The idea was a charming one, but it was not carried out. For on their way to the kitchen garden, Hubert pulled Marygold back.

“Look! look!” he gasped, pointing to the end of the big orchard, “there are some wild beasts.”

Following the direction of his frantically waving arm, Marygold descried the black backs of some dozen little pigs, bobbing up and down in the high grass and looking like a shoal of porpoises leaping in the sea.

“They’re only pigs, little pigs,” said Marygold; but fired by a spirit of adventure, Hubert dashed off in pursuit, declaring that “of course, they were big, wild boars.”
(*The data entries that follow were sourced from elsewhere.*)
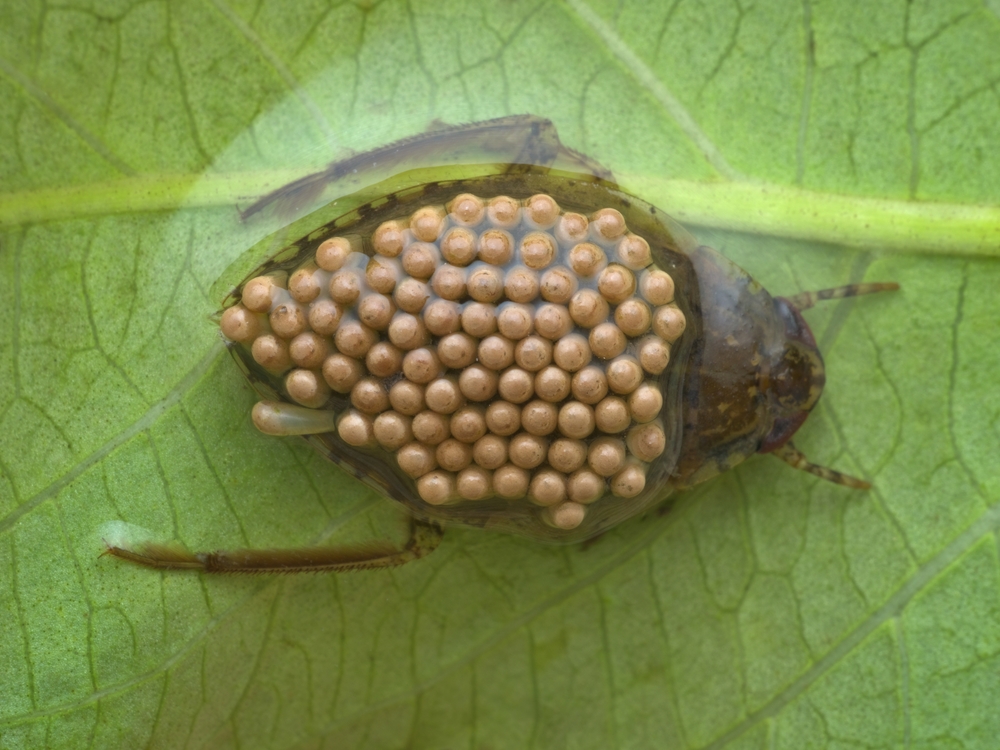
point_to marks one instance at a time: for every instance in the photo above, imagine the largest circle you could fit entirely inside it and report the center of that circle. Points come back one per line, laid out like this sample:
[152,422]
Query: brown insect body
[740,395]
[741,379]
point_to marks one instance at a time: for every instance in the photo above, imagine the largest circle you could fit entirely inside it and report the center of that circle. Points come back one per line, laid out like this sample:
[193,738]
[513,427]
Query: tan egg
[331,253]
[511,482]
[271,353]
[324,316]
[541,211]
[420,260]
[240,324]
[307,387]
[467,209]
[342,372]
[389,240]
[459,246]
[496,247]
[416,459]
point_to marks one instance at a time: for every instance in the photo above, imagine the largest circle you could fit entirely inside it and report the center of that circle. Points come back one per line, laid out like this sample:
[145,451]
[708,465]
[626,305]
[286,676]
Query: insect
[525,348]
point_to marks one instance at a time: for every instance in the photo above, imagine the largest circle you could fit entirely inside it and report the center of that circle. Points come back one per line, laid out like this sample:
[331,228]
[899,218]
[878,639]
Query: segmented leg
[424,539]
[805,300]
[794,458]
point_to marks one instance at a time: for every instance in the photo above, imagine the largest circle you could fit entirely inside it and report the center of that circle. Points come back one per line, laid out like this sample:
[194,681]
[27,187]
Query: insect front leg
[424,539]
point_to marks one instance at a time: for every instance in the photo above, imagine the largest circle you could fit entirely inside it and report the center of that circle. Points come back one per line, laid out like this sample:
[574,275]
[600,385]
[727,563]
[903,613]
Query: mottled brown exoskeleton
[523,347]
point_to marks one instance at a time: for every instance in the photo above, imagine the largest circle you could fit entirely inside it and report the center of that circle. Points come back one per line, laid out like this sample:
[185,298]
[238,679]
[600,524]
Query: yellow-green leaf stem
[758,208]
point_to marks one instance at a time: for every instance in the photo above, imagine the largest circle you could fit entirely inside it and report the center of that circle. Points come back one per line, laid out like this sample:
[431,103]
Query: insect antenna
[805,300]
[424,539]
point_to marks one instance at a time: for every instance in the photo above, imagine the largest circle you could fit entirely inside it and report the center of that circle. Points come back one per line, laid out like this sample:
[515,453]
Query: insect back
[503,352]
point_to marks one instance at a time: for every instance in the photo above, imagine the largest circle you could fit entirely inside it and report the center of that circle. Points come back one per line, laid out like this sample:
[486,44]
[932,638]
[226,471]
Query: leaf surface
[768,609]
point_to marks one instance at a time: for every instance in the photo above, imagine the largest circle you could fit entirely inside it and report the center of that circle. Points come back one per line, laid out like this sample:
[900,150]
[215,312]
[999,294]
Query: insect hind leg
[805,300]
[794,458]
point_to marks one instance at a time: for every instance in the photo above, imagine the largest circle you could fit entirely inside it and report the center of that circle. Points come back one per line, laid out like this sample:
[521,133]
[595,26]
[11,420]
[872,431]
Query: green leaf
[814,143]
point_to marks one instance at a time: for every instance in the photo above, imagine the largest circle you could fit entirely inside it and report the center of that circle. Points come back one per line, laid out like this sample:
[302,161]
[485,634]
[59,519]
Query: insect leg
[794,458]
[424,539]
[805,300]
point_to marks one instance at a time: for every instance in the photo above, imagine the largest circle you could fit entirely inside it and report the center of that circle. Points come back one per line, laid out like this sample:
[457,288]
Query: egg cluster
[493,347]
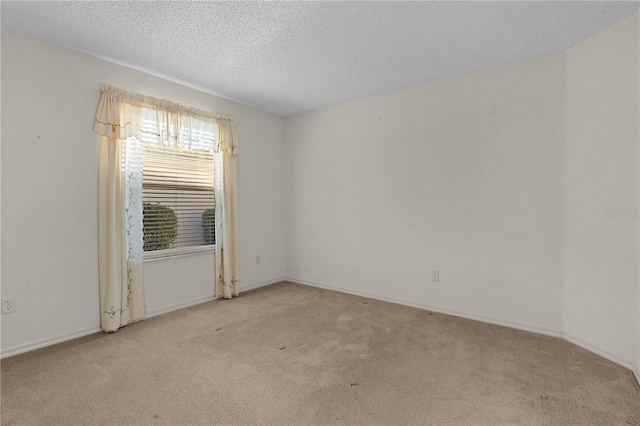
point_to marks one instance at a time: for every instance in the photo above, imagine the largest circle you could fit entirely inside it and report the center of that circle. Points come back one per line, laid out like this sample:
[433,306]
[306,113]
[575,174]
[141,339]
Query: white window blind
[182,180]
[177,187]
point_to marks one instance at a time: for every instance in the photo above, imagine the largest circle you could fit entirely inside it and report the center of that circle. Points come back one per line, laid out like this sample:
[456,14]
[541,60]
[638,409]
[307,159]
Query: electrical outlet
[8,306]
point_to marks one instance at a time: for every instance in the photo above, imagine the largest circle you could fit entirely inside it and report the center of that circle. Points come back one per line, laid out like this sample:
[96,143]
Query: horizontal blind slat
[182,180]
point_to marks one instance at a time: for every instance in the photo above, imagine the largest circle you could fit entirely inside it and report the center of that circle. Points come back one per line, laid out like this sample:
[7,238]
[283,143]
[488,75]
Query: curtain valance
[121,114]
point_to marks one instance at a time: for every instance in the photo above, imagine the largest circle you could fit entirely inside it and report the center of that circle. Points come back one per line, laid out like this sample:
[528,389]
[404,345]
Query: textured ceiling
[291,57]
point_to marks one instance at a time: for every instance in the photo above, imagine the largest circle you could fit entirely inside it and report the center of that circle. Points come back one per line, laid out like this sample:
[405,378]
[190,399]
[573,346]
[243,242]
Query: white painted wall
[463,176]
[601,173]
[49,193]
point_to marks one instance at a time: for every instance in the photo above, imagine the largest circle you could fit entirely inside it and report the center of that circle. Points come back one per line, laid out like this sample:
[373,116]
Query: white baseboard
[27,347]
[525,327]
[261,284]
[31,346]
[620,360]
[604,353]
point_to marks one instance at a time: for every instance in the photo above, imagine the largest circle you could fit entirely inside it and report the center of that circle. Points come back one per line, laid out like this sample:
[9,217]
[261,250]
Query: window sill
[178,252]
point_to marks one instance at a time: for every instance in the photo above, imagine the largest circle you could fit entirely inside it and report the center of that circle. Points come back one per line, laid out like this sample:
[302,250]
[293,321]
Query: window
[177,190]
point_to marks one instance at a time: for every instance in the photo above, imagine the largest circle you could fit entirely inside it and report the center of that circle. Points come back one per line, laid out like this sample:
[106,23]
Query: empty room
[375,213]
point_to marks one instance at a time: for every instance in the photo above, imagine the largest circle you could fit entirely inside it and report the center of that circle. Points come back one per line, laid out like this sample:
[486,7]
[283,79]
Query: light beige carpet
[290,354]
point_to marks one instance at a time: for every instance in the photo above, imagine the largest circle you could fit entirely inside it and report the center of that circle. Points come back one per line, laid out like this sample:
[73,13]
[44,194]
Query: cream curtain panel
[123,119]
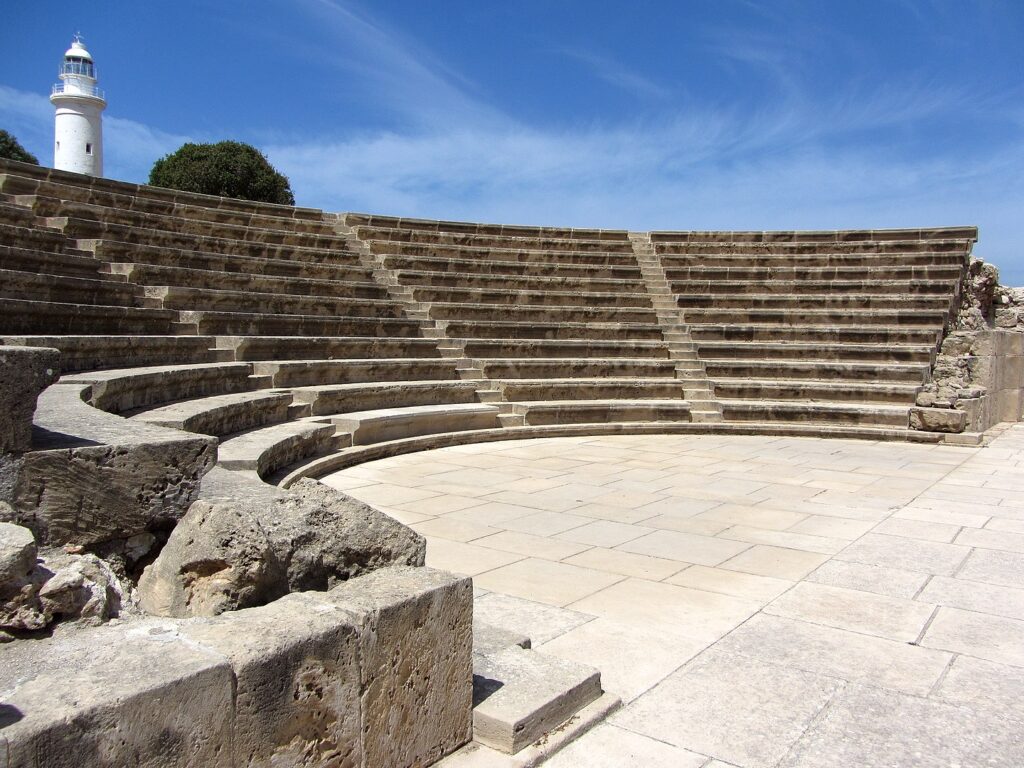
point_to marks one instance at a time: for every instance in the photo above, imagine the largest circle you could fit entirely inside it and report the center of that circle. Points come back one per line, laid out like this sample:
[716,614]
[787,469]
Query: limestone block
[241,551]
[417,666]
[116,695]
[92,477]
[937,420]
[17,550]
[297,682]
[25,372]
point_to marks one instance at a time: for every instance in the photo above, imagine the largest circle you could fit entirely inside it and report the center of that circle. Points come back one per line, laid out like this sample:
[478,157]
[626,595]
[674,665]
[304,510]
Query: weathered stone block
[937,420]
[116,695]
[296,664]
[417,667]
[25,372]
[92,477]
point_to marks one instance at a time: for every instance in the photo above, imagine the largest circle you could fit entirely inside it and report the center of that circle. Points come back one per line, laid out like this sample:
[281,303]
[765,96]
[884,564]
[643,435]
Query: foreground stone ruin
[174,368]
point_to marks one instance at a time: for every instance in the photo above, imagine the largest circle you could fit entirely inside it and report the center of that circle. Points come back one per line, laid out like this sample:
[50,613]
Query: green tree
[11,150]
[229,169]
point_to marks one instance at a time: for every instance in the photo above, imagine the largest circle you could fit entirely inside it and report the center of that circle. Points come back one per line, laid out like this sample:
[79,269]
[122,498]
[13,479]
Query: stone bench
[523,267]
[601,412]
[281,230]
[891,301]
[715,351]
[821,413]
[315,373]
[783,388]
[829,334]
[126,389]
[325,347]
[607,388]
[526,296]
[35,286]
[480,255]
[509,330]
[152,274]
[309,679]
[67,261]
[92,477]
[542,313]
[93,352]
[202,299]
[804,260]
[787,288]
[86,229]
[270,449]
[558,368]
[26,316]
[344,266]
[808,368]
[258,324]
[221,415]
[337,398]
[536,283]
[381,425]
[564,348]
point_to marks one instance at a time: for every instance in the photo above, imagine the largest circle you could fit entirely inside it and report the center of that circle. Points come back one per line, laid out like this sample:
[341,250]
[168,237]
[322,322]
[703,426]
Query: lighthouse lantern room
[78,127]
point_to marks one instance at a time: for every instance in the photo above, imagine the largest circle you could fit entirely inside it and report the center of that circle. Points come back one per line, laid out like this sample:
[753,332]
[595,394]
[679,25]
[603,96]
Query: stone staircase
[689,368]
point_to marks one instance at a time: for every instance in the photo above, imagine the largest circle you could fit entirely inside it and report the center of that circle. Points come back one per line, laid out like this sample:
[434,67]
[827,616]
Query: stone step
[222,415]
[27,316]
[782,287]
[834,334]
[510,330]
[148,274]
[387,424]
[602,411]
[269,450]
[482,348]
[527,312]
[713,352]
[804,389]
[259,324]
[325,347]
[514,267]
[92,352]
[505,296]
[519,695]
[317,265]
[605,388]
[204,299]
[846,371]
[123,390]
[317,373]
[67,289]
[340,398]
[67,261]
[820,413]
[535,283]
[557,368]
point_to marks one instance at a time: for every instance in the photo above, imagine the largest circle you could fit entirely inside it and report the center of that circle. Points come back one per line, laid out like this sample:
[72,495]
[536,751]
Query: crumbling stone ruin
[177,370]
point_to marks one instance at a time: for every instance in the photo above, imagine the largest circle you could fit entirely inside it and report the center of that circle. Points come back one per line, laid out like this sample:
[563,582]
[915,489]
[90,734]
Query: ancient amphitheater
[628,452]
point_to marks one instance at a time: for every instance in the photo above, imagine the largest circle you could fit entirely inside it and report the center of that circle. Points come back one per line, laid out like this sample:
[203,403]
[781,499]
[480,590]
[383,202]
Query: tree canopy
[10,148]
[229,169]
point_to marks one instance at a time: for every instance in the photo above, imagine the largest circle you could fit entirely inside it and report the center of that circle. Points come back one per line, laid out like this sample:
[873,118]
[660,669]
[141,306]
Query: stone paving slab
[754,601]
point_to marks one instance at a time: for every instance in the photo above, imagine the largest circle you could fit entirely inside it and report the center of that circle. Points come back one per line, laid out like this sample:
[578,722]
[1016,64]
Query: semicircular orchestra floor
[755,601]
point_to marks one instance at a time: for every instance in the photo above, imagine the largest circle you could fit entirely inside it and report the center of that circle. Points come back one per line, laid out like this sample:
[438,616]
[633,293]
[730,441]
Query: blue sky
[719,114]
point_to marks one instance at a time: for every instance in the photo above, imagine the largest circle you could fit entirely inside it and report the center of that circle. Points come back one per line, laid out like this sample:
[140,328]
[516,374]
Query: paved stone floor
[755,601]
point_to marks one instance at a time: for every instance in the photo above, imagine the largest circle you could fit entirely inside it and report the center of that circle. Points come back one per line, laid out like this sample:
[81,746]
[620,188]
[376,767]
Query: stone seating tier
[295,263]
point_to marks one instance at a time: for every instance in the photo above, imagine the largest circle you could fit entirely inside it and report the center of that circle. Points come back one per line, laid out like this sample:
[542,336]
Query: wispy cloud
[616,74]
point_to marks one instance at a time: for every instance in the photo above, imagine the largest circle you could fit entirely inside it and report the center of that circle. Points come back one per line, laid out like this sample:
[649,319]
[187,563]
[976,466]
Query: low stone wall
[375,673]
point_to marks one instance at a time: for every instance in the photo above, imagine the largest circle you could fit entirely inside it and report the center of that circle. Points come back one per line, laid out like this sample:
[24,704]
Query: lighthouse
[78,126]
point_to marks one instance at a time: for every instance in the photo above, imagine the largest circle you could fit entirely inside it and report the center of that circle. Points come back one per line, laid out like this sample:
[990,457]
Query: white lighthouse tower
[78,126]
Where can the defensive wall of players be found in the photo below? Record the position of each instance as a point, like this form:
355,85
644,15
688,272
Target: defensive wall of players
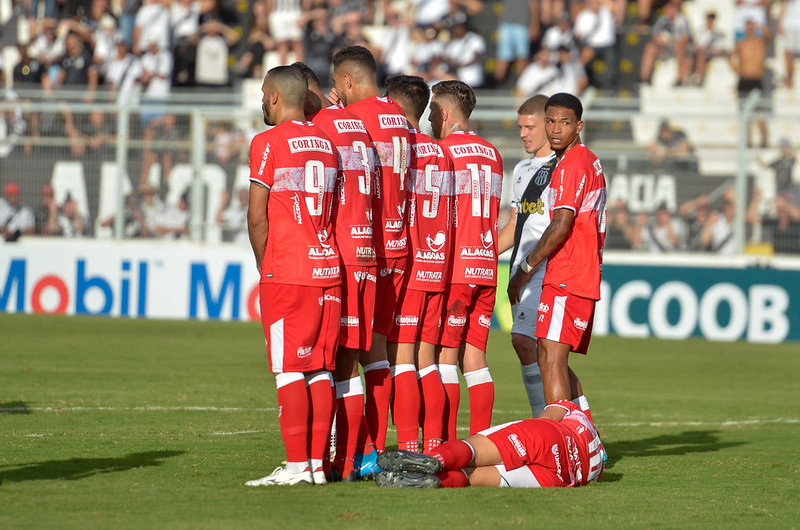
672,297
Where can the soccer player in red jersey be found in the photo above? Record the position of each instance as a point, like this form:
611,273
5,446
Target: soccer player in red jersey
417,321
352,220
532,453
293,170
355,79
470,298
573,246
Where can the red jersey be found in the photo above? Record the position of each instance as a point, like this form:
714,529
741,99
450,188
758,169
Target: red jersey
478,184
578,183
583,445
429,213
387,126
358,174
297,162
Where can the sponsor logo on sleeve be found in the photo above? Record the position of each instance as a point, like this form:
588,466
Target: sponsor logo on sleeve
310,143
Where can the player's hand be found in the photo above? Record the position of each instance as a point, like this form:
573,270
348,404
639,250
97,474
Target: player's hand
515,285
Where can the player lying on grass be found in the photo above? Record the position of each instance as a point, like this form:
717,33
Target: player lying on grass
531,453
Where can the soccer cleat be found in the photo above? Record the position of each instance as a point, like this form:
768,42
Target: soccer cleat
406,479
367,465
281,477
319,477
399,460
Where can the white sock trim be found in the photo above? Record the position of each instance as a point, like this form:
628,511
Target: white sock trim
402,369
449,374
478,377
351,387
377,365
316,377
287,378
422,372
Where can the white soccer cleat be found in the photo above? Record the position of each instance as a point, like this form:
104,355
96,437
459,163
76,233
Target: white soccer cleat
281,477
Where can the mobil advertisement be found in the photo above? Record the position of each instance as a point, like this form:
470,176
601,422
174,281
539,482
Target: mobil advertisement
669,298
155,279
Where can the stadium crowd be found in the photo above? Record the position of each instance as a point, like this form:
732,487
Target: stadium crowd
542,46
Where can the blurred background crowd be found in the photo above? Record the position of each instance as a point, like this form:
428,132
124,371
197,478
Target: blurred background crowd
147,51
But he was treading unknown ground, and although he was not “infirm and old,” like the minstrel in his poetry-book, he was young and not very steady on his feet, and presently the stump of one of those “buried-alive trees” proved fatal to his further progress. With a sudden yell he tottered and fell downwards amongst the grass.

Marygold, who had followed on his heels, was quickly helping Hubert to rise, questioning him anxiously as to the extent of his injuries, when from the depths of a dry ditch, which skirted two sides of the orchard, an odd little figure suddenly appeared and slowly advanced to the scene of Hubert’s disaster.

There was a droll mixture of curiosity and anxiety on Gaston’s small sallow face as he approached this detachment of the dreaded invaders.

Libbie had given him his breakfast in the dairy that morning, when she found that he was too nervous to face the new-comers; and since then Gaston had betaken himself to the shelter of the big ditch in this remote orchard, making sure that there, at any rate, he would be left to his own company and that of the little pigs.

For the latter he entertained quite a warm affection.

But Hubert’s cry of distress had lured him out of his retreat, and having satisfied himself that he was bigger than either Marygold or her cousin, his fears for his own safety abated.